A LLC protects the owners of a company from being personally liable for the business debts of the company. In addition, unlike a corporation, a LLC avoids double taxation for its members (a member of an LLC is the same thing as an owner). All that stuff is great, but what the real gravy is, is the flexibility that a LLC gives you.
Let’s say you need a good deal of cash to produce your next album but you have already tapped your mom, your dad, your uncle and your fourth cousin twice removed. You have no credit so the bank is a definite no. Time to sell an organ? Not yet.
You can approach your family, your well-to-do neighbors, or a friend of a friend and offer them something better than a loan with a promise to pay it back. You can give them ownership in your music’s business.
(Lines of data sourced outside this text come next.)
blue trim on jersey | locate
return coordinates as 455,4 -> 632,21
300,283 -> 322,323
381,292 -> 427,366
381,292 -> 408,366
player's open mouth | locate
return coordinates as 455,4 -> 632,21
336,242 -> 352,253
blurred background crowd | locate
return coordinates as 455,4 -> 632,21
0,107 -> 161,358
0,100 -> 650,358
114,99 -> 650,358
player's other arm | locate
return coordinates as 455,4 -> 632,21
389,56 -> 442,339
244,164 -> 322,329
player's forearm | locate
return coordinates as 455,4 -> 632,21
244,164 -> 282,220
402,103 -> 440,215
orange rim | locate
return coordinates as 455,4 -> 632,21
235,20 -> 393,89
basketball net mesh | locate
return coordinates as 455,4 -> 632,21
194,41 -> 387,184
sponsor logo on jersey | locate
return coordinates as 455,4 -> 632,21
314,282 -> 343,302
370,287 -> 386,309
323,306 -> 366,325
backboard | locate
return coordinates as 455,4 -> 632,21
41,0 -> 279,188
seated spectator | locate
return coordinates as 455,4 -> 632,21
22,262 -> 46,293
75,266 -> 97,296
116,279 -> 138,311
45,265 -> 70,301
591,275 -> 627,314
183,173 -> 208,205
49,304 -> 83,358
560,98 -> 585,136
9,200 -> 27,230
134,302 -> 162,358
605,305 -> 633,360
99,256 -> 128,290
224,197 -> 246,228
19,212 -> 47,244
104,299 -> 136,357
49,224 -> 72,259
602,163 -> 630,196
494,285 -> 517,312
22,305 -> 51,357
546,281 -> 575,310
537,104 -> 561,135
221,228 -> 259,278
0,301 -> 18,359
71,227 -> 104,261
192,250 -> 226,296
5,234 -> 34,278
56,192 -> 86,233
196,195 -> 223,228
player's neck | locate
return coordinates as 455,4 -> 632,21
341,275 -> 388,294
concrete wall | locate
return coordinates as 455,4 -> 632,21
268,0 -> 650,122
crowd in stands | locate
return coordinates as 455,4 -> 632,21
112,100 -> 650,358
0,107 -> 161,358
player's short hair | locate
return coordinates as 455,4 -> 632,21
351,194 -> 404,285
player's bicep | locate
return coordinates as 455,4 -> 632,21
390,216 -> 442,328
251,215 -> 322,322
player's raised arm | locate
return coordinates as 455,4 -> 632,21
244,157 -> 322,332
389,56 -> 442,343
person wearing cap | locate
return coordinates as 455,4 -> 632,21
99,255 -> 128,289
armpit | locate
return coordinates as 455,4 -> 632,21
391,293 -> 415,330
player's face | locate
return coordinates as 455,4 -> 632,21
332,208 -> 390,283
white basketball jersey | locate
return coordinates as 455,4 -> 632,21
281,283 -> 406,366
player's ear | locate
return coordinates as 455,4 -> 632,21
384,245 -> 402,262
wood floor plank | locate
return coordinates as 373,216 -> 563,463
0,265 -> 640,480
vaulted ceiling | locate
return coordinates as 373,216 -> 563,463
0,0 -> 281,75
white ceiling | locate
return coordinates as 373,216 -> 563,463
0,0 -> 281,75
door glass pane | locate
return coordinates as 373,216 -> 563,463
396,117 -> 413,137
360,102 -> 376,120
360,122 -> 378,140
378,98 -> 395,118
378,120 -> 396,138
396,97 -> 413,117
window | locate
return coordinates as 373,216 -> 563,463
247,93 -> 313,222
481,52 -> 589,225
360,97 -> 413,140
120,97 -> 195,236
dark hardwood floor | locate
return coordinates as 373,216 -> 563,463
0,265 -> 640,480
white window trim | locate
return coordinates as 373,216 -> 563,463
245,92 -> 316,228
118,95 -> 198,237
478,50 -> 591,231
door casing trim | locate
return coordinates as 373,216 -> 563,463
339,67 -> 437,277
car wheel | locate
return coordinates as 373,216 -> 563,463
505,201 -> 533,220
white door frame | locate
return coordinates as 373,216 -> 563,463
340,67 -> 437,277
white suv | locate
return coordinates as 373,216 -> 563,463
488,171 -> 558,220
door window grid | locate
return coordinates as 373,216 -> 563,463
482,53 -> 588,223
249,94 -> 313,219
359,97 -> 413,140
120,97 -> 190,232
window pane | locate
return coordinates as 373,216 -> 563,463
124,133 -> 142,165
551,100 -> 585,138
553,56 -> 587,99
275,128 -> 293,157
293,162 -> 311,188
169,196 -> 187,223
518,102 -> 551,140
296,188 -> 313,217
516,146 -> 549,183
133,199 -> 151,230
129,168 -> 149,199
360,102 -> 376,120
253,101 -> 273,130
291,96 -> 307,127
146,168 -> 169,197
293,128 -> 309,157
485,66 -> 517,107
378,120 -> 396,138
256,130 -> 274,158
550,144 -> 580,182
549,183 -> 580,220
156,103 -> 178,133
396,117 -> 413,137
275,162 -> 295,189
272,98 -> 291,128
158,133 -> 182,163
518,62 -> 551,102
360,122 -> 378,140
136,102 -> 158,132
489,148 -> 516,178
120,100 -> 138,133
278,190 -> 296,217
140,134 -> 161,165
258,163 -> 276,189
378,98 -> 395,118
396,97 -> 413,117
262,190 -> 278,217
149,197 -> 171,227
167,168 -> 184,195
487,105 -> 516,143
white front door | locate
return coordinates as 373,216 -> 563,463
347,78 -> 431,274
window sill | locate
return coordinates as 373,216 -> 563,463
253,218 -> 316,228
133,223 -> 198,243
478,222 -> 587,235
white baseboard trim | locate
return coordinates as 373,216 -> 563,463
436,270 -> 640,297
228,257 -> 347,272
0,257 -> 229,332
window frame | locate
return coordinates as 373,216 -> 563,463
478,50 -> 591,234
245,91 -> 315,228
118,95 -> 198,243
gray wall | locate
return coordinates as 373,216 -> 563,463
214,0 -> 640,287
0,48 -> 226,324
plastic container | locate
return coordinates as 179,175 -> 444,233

I know its scary to think of a stranger or even worse, your parents, having any sort of control of your business, but hear me out.
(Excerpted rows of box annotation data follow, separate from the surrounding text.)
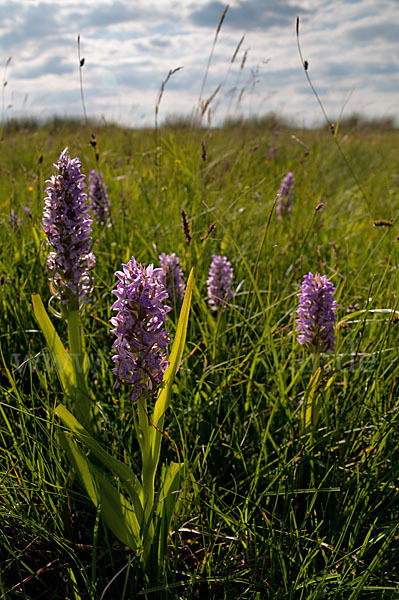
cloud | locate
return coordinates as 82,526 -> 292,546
190,0 -> 309,31
13,56 -> 77,79
0,0 -> 398,125
347,23 -> 399,44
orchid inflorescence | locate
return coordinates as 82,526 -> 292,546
207,254 -> 233,310
111,257 -> 170,400
296,273 -> 338,352
42,148 -> 96,307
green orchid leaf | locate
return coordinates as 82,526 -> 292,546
55,404 -> 144,524
90,465 -> 140,550
152,269 -> 194,436
32,294 -> 76,396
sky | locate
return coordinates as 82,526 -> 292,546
0,0 -> 399,127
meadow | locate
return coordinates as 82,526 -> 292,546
0,113 -> 399,600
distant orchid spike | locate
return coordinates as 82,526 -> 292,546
111,257 -> 170,401
158,252 -> 186,308
8,208 -> 21,231
42,148 -> 96,310
207,254 -> 233,310
89,169 -> 111,227
296,273 -> 338,352
276,171 -> 295,221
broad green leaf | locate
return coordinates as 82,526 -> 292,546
32,294 -> 76,396
58,429 -> 100,506
152,269 -> 194,433
157,462 -> 184,527
55,404 -> 144,523
90,465 -> 140,550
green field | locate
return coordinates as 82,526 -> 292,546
0,119 -> 399,600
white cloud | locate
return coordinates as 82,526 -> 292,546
0,0 -> 399,125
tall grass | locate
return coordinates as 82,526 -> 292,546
0,111 -> 399,600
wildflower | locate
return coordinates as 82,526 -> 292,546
159,252 -> 186,308
296,273 -> 338,352
207,254 -> 233,310
111,257 -> 170,400
276,171 -> 294,221
42,148 -> 96,310
8,208 -> 21,231
89,169 -> 111,227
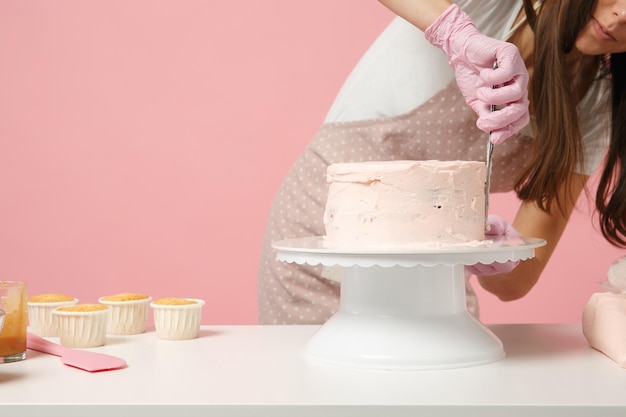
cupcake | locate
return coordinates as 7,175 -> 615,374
150,298 -> 204,340
52,304 -> 109,348
98,293 -> 152,335
28,294 -> 78,337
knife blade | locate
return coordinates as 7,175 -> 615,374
485,60 -> 498,231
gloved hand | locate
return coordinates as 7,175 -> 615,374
424,4 -> 530,144
465,214 -> 519,276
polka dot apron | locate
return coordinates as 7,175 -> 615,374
258,82 -> 532,324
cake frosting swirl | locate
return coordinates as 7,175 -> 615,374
324,160 -> 486,247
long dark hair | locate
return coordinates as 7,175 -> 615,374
515,0 -> 626,247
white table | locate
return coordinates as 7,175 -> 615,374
0,324 -> 626,417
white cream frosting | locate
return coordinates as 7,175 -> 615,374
324,161 -> 486,247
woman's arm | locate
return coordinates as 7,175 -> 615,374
478,174 -> 589,301
379,0 -> 452,31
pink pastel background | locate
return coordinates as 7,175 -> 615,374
0,0 -> 623,324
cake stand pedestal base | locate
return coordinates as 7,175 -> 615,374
305,265 -> 504,370
273,236 -> 545,370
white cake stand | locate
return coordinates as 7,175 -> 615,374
272,237 -> 545,370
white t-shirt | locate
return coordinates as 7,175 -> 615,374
325,0 -> 610,175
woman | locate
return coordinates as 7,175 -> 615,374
258,0 -> 626,324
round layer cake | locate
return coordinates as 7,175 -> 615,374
324,160 -> 486,248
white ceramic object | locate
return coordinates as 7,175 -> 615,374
274,238 -> 545,370
28,298 -> 78,337
98,297 -> 152,335
52,305 -> 109,348
150,298 -> 204,340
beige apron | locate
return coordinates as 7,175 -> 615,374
258,82 -> 532,324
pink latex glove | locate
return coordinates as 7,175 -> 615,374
465,214 -> 519,276
424,4 -> 530,144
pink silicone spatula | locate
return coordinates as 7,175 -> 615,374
26,333 -> 126,372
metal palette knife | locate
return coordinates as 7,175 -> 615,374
485,60 -> 498,231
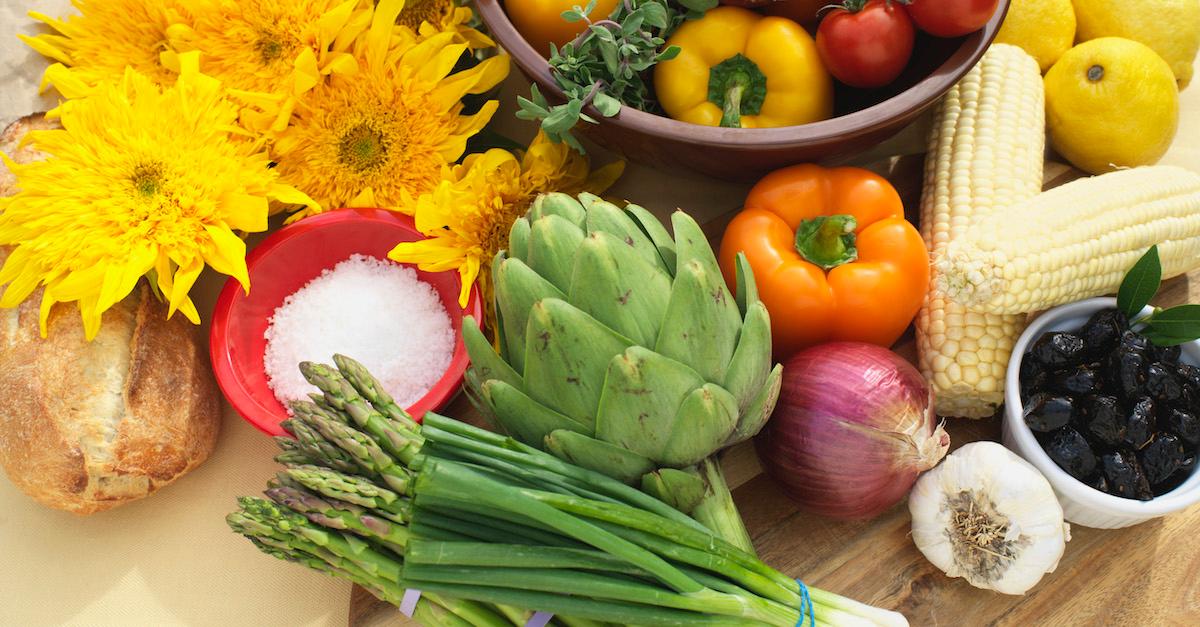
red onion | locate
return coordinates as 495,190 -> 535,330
756,342 -> 950,520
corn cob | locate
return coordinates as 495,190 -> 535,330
936,166 -> 1200,314
917,44 -> 1045,418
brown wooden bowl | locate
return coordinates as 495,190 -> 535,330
475,0 -> 1009,180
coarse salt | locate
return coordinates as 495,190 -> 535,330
263,255 -> 455,407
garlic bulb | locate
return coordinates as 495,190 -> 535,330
908,442 -> 1070,595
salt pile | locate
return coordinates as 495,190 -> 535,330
263,255 -> 455,407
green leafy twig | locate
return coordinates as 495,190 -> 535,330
516,0 -> 716,153
1117,245 -> 1200,346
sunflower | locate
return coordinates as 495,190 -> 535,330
396,0 -> 496,49
0,53 -> 313,339
388,133 -> 625,316
17,0 -> 186,89
274,0 -> 509,220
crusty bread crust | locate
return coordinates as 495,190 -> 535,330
0,117 -> 221,514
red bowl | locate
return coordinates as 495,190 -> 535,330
209,209 -> 482,435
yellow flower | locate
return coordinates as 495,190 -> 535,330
274,0 -> 509,220
397,0 -> 496,49
388,133 -> 625,307
0,53 -> 312,339
168,0 -> 371,96
17,0 -> 186,89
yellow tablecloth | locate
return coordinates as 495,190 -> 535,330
0,0 -> 1200,627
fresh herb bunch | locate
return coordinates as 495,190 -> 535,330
1117,245 -> 1200,346
517,0 -> 718,153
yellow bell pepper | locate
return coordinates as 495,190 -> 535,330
654,6 -> 833,129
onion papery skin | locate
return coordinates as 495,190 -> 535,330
755,342 -> 950,520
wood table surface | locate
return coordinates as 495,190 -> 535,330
349,156 -> 1200,627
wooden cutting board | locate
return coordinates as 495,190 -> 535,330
349,156 -> 1200,627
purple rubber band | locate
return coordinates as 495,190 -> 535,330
400,587 -> 421,619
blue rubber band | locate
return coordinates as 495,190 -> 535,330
796,579 -> 817,627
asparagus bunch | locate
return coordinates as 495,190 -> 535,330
228,357 -> 907,627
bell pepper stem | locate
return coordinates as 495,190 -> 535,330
721,80 -> 746,129
796,214 -> 858,270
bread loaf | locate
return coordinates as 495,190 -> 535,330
0,113 -> 221,514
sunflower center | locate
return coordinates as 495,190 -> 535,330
337,123 -> 391,172
130,163 -> 163,198
254,29 -> 292,65
396,0 -> 454,30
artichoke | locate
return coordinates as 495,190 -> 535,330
463,193 -> 782,548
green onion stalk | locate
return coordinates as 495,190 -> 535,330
227,356 -> 907,627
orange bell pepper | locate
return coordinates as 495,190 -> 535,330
719,163 -> 929,359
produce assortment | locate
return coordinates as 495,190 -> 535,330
0,0 -> 1200,627
504,0 -> 998,142
227,353 -> 908,627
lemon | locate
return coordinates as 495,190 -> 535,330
1045,37 -> 1180,174
1074,0 -> 1200,89
996,0 -> 1075,72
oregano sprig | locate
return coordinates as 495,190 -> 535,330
1117,245 -> 1200,346
516,0 -> 718,153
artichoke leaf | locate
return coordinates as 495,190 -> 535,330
528,215 -> 583,293
570,232 -> 671,346
654,257 -> 742,383
546,430 -> 654,485
494,258 -> 566,372
724,303 -> 770,412
524,298 -> 632,430
528,192 -> 587,229
587,201 -> 666,270
659,383 -> 738,467
462,316 -> 521,388
725,364 -> 784,446
482,380 -> 589,448
625,204 -> 676,276
595,346 -> 705,461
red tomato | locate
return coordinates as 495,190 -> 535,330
907,0 -> 1000,37
817,0 -> 917,88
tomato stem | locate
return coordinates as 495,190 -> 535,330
796,214 -> 858,270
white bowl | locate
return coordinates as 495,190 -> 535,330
1003,298 -> 1200,529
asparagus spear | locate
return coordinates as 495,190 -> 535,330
334,354 -> 416,429
266,485 -> 409,555
296,405 -> 412,491
300,362 -> 425,464
278,466 -> 412,511
280,419 -> 359,472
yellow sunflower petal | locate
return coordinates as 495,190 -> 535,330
202,226 -> 250,293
If you set it up the right way and document everything properly, you can give away ownership in your LLC while retaining 100% control of the business. For example: Your dad buys 10% of your LLC for $10,000. That does not mean that he gets a vote worth 10% or that he gets to sign contracts for you or that he can sell his 10% to anyone he wants. A LLC with the proper operating agreement can control all of this. You can limit your dad’s return to a maximum return on his investment of, let’s say 115%. That means, once your dad gets his $10,000 back plus another $1,150 he could be kicked out of the LLC. Keep in mind, as a member of the LLC he only gets any money back if the business does well and there is enough money to pass around.
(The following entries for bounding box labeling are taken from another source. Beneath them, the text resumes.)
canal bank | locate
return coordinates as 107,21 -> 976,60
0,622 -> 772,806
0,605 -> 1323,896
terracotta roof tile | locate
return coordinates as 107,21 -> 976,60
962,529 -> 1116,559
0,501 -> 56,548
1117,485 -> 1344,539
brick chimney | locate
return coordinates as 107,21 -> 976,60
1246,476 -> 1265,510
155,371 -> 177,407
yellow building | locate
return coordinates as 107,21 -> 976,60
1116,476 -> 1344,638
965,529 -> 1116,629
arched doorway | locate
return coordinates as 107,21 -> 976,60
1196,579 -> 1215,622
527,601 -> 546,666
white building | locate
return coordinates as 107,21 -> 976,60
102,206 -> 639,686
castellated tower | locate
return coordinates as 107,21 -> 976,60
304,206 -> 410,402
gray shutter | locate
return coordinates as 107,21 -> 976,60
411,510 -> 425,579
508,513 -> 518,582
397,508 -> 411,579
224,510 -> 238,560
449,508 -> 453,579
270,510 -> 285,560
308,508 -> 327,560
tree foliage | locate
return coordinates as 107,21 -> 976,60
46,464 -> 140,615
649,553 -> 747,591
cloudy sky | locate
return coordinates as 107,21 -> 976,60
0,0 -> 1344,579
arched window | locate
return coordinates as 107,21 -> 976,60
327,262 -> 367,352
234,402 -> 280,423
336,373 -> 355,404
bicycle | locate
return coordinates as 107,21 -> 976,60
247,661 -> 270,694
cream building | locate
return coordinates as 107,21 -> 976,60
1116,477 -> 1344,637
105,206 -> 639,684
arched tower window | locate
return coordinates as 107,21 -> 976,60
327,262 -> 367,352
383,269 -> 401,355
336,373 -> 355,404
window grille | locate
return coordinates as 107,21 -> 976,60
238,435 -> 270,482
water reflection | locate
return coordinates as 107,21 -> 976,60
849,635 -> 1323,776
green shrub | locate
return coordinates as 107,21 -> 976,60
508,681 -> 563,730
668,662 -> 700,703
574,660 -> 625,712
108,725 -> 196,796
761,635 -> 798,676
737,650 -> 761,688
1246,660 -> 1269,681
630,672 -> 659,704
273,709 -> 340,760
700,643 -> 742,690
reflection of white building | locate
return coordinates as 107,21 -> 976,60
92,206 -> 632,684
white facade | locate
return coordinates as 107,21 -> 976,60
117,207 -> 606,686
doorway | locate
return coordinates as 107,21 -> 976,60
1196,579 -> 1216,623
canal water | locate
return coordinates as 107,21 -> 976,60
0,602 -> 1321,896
This also works for band members. Maybe you use a sax player on one album, but only for that album. Chances are you don’t want to make him an owner of the business. The solution is to make him an independent contractor of the LLC and pay him just for the work he completes on that one album. On the other hand, lets say Thom Yorke leaves Radiohead and wants “in” to your new upstart project. You probably don’t have the scratch sitting around to sign Thom. Solution: offer him 25% ownership of the LLC. Most likely the new band featuring Thom will be successful and he will get paid through all the revenue that the LLC (which owns the band) earns.
Make sense? Let me know. I could go on and on
I’m off to South by Southwest where the independent artists reign supreme.
How does the pass through nature of the LLC taxation impact the members? For example, if the LLC suffers a loss then (unless the LLC elects to be taxed as a corporation) doesn’t the LLC loss pass through to the members? Do you suggest limiting the profit/loss splits in the operating agreement?
Thanks for the article.
Good question. Keep in mind I’m not a CPA, but the losses will be allocated to the capital accounts of the members. So, if there are 5 members with each member starting out with h $100 in his capital account and the company loses $100 in a year, each capital account will be decreased by $20. The individuals then list the $20 loss on their individual tax return. This should all be set out in the operating agreement. If there is no money left then it is up to the manager and the members to decide whether to dissolve or put more money in to the company. Hope this helps.